Project opponents, consisting of neighbors, objected to the project. Opponents’ attorney submitted a letter to the city shortly prior to the CUP approval hearing, which cited noise studies conducted for a different project in the city. Project opponents then suggested that the hospital conversion project could result in potentially significant noise impacts due to outdoor recreational activities, such as basketball. Project opponents also took issue with the methodology employed by the City’s noise consultant to estimate the project’s potential noise impacts.
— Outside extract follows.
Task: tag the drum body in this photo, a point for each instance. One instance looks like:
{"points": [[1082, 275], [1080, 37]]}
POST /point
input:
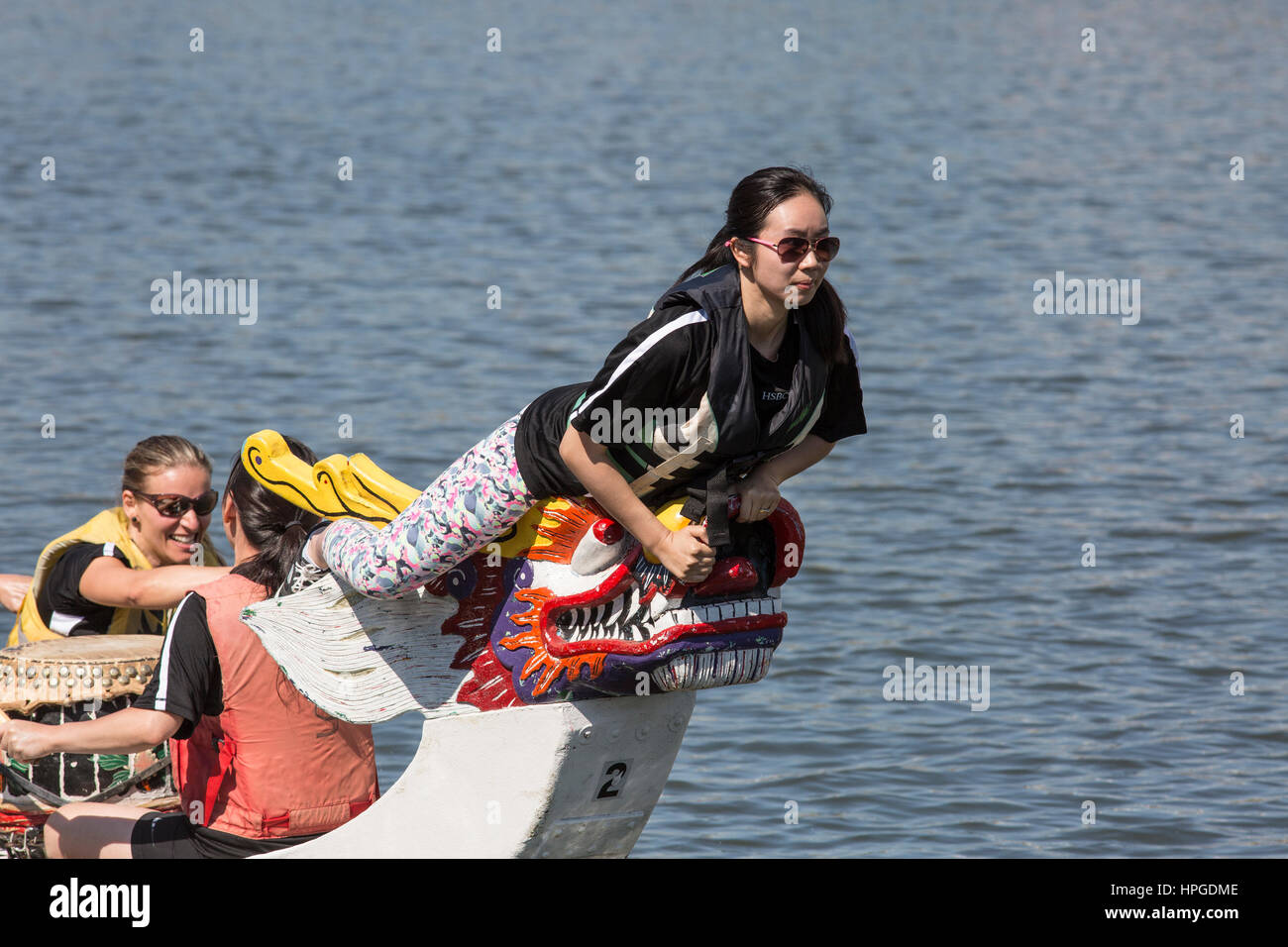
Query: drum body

The First District rejected the project opponents’ arguments, finding them insufficient to meet the fair argument standard. For example, the court was unconvinced by the opponents’ attempts to extrapolate noise values from a noise study prepared for an entirely different project. In addition, the appellate court characterized the alternative methodology and subsequent calculations presented by project opponents as “opinions rendered by nonexperts, which do not amount to substantial evidence.” Thus, the City’s decision to proceed with the project via a negative declaration was proper.

This is an important published case reaffirming the quality of evidence required to support a fair argument under CEQA. However, this case also presented a sympathetic fact pattern for the City, and the project opponents did not hire any experts of their own. Lead agencies and project applicants should consider their particular circumstances carefully before proceeding with a negative declaration or MND in the face of project opposition.